Recent studies pioneering the development of AI-assisted solutions for improving the baseline prediction and follow-up assessment of the risk of tumour progression on AS have to date, all used bpMRI approaches [62,63,64,65]. Importantly, two of these studies have shown comparable performance of fully quantitative AI models to expert-derived subjective PRECISE assessment, which has the potential for levelling up the performance of less experienced readers [63, 64]. Moreover, the combined predictive model using longitudinal bpMRI data together with serial PSA density has shown considerably higher performance compared to that of serial MRI results pooled across various centres [64, 66]. Furthermore, AI-assisted bpMRI assessment tools have the potential to provide automated readouts of measurable tumour characteristics, such as maximum diameter or volume [67, 68], which moving forward could help to make PRECISE-based image interpretation more objective [36].

Fig. 4
figure 4

Faster acquisition by applying DLR. A Standard-of-care axial fast-recovery fast-spin-echo T2WI sequence, acquisition time 4:34 minutes. B C T2 acquisition with a reduced number of and retrospectively reconstructed with medium DLR (B) and high DLR (C), with resultant reduction in scan times to 3:05 minutes and 2:19 minutes, respectively, without compromising image quality

Summary

MRI has become an established tool for monitoring disease in patients on AS. Increased demand on imaging services makes the use of shortened MRI protocols attractive to aid patient throughput. Biparametric MRI enables this and has the added benefits of avoiding Gadolinium-associated side effects and is typically better tolerated by patients.

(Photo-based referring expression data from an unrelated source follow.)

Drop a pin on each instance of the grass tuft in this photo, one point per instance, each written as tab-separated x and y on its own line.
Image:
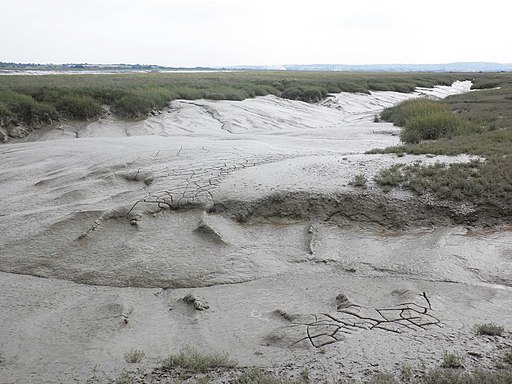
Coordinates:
359	181
426	119
452	360
124	378
489	329
258	376
134	356
195	361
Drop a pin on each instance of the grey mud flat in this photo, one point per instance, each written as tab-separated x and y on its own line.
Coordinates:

Data from studies involving biopsy-naïve patients suggests equivalent performance between bpMRI and mpMRI; however, the results of prospective studies in this cohort, including the PRIME and PACIFIC trials, are still awaited. The approach of bpMRI in the context of AS follow-up is arguably lower risk with the paradigm-shifting from that of lesion detection to the assessment of progression, and this is further supplemented by the safety net of ongoing clinical assessment. Indeed, a PI-RADS committee narrative review implies that bpMRI is a safe option in stable patients undergoing routine AS follow-up. The improved specificity afforded by bpMRI approaches could theoretically improve the PPV of MRI and safely reduce the need for repeat biopsies, where overall disease-specific mortality is known to remain very low. However, the use of contrast can afford advantages such as greater image quality, increased staging accuracy, and improved detection of new lesions.

In conclusion, retrospective single-centre studies and data derived from biopsy-naïve patient populations implies bpMRI to be a reasonable approach in AS follow-up, provided quality-control measures are met. The technique offers several benefits, and the recent development of AI solutions may help mitigate any potential disadvantages. However, further prospective data is required to fully establish the safety and efficacy of a bpMRI approach.